Karl Smith at Modeled Behavior took the time to make a comment about my post on the US fiscal situation, in which he comes to two differing based on (what I assume is) the Solow-Swan model:

1. The US debt becomes a problem because it is no longer risk free. This is a theoretical possibility but requires a lot of systemic change. The devastating nature of a US default makes US debt risk free both because no other asset would be immune to such a failure and because it is unlikely that the US political structure would allow such an event. Both of these factors could change but I tend to think we would see that coming.

2. Somehow the economy adjust to produce rapid expected GDP growth. Now, the easiest way to do that is through a massive consumer driven recession. This seems the likeliest possibility to me. Rapidly rising government interest rates begin to crush consumer spending which leads to a massive recession and skyrocketing savings. Something similar to what we just experienced but likely much larger. The rapid increase in savings would push down government yields and the decrease in output would push up expected growth.

I can agree with those scenarios, so I just want to take some time to elaborate. The first scenario is actually covered in Bernard Lieater’s excellent book The Future of Money, in a chapter entitled “Hell on Earth”. In that chapter, Lietaer outlines an equilibrium where governments around the world are unable (or unwilling) to make systemic changes to the financial economy, and simply muddle along from crisis to crisis providing stop-gap “solutions”. During this period, the monetary instability becomes an institutional feature of advanced economies (much like it is an institutional feature of developing economies today). Crises continue to become more intense until eventual (and inevitable) monetary collapse. I tend to think that Smith overestimates either foresight, or the probability that (as will be needed) international coordination of such magnitude is (currently) possible. This is a very scary scenario indeed, but far from being some wild fringe, it is the logical conclusion of such an ecosystem.
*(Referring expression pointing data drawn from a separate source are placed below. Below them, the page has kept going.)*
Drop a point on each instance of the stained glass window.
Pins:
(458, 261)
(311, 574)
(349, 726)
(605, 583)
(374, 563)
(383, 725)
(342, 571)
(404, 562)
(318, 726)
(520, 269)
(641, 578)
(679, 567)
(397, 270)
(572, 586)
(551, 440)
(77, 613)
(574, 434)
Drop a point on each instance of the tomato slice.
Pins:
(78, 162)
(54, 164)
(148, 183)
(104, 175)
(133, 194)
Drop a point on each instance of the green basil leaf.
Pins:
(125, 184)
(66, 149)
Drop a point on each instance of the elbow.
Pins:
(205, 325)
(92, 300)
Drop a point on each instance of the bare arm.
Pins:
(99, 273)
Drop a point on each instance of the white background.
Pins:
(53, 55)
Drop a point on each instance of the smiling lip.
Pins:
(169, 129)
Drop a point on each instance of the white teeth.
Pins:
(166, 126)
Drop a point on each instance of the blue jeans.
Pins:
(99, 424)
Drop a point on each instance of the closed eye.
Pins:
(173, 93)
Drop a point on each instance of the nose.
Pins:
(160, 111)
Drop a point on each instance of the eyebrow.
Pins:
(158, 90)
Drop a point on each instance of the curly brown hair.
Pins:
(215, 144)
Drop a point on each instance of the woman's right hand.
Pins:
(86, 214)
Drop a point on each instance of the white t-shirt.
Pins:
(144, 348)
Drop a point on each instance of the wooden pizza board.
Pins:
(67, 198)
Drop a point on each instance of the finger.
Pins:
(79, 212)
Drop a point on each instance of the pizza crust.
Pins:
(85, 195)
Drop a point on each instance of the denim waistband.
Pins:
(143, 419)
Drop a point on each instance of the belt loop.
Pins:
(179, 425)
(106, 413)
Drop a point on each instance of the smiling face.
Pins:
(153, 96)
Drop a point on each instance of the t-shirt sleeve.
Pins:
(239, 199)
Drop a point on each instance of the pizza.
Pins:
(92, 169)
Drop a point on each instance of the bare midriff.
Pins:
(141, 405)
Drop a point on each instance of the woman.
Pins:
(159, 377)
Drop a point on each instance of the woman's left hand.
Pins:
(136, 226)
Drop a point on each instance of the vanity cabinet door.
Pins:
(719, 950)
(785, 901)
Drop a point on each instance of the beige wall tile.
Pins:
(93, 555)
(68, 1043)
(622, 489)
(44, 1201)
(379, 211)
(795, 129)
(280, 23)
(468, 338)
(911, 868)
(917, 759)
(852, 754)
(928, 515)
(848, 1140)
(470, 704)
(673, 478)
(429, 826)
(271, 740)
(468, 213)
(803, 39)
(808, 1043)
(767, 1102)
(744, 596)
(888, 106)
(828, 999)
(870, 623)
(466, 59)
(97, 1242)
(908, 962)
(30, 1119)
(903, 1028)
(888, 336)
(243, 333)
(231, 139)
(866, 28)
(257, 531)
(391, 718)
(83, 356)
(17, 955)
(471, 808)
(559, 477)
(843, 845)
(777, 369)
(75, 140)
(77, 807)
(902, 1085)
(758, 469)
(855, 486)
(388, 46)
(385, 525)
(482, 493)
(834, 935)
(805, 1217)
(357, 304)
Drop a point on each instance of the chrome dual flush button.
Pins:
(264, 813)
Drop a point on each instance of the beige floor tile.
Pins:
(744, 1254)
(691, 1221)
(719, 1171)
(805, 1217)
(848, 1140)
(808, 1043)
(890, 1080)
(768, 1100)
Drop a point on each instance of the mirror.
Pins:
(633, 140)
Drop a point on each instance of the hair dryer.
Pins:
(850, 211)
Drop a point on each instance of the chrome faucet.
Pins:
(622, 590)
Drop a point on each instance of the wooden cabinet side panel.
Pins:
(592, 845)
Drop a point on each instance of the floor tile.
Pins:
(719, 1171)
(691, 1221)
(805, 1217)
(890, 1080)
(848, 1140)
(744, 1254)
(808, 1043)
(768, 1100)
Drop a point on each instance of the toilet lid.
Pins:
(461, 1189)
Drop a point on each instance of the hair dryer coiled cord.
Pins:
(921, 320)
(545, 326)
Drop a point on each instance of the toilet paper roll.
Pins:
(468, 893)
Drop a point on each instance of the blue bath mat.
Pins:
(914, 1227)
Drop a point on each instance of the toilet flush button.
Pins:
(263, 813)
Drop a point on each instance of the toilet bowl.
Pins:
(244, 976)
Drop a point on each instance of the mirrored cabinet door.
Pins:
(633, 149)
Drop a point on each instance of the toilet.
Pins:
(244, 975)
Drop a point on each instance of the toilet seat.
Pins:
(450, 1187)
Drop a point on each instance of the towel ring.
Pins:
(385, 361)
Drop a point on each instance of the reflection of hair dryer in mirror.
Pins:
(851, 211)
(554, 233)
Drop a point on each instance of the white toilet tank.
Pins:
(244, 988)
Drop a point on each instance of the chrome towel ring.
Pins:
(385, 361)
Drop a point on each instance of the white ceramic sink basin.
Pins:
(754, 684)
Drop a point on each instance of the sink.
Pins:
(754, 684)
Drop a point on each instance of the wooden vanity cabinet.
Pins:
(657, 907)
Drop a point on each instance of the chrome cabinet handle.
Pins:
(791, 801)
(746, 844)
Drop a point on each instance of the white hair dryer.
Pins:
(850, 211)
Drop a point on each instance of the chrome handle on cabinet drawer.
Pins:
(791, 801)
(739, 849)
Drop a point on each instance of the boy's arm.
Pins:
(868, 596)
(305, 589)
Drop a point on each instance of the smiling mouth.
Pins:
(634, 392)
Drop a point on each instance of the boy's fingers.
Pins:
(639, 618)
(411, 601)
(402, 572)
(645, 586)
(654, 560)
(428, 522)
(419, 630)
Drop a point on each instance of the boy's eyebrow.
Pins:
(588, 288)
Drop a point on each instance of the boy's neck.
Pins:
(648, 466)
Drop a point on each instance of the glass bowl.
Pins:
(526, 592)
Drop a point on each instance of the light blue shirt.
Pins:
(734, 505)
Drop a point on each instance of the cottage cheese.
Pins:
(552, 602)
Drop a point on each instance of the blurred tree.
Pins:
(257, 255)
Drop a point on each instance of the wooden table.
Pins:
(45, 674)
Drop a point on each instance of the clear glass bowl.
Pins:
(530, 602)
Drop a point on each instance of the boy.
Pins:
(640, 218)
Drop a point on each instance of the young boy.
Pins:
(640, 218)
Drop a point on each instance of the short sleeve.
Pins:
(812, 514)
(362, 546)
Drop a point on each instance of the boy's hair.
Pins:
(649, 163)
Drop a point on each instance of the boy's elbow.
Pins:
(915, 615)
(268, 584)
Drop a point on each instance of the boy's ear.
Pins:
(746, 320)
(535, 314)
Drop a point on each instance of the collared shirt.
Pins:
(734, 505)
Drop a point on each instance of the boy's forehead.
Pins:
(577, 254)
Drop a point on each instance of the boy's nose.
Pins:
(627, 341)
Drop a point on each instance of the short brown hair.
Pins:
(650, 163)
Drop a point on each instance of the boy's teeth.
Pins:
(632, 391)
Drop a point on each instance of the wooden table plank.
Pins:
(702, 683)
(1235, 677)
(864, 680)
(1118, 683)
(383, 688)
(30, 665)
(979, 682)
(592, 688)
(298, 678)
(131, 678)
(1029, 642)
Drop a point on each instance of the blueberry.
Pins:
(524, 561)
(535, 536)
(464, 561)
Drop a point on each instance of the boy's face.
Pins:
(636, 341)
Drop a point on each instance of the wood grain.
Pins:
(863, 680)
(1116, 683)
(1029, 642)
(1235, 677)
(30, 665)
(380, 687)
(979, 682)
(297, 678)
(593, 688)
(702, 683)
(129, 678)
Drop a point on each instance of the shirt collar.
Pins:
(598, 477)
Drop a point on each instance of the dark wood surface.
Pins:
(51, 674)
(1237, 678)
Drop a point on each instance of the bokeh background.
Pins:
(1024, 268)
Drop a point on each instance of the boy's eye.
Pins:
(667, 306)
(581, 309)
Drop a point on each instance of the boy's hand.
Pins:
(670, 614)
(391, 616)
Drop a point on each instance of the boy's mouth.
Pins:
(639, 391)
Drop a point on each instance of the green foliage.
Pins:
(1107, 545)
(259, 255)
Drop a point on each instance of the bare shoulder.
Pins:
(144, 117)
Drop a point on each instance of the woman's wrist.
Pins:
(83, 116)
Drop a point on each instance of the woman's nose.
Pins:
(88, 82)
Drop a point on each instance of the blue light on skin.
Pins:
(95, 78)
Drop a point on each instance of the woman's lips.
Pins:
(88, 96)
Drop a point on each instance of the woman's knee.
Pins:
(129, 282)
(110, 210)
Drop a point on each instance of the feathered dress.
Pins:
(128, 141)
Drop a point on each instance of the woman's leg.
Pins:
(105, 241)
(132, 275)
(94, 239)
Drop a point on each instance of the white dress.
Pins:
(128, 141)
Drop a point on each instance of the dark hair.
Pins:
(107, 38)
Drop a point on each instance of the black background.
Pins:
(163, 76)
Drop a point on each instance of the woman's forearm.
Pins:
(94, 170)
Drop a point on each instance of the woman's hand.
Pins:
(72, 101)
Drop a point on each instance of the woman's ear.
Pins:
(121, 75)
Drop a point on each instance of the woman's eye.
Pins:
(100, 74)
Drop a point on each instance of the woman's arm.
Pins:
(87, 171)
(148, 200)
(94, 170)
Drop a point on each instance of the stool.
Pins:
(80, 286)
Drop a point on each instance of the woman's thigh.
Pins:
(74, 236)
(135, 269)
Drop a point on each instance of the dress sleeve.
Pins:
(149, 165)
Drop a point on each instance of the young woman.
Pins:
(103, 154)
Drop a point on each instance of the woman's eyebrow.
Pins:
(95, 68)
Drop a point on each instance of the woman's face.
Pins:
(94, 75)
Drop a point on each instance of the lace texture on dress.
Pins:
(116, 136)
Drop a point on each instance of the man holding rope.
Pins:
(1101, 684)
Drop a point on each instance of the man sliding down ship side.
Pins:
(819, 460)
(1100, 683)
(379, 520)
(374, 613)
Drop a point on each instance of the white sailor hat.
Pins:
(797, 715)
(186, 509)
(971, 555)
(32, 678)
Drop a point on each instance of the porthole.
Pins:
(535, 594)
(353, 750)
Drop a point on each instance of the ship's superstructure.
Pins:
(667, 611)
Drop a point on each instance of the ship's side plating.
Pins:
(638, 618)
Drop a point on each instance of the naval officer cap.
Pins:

On the second, I think his paragraph kind of glosses over the magnitude of the grinding deflation consumers would need to endure in order for businesses to “lose” enough productive capacity to facilitate extremely high growth — and even then, economists to this day argue what pulled us out of the Great Depression, but for those who advocate the “WWII view”, that is a very unhappy conclusion to a very difficult time. Not only that, but depressions of such magnitude produce very unhappy policy conclusions. I think it is much more likely that, if an extreme solution such as this is to come, it will probably be on the inflation side…see scenario one.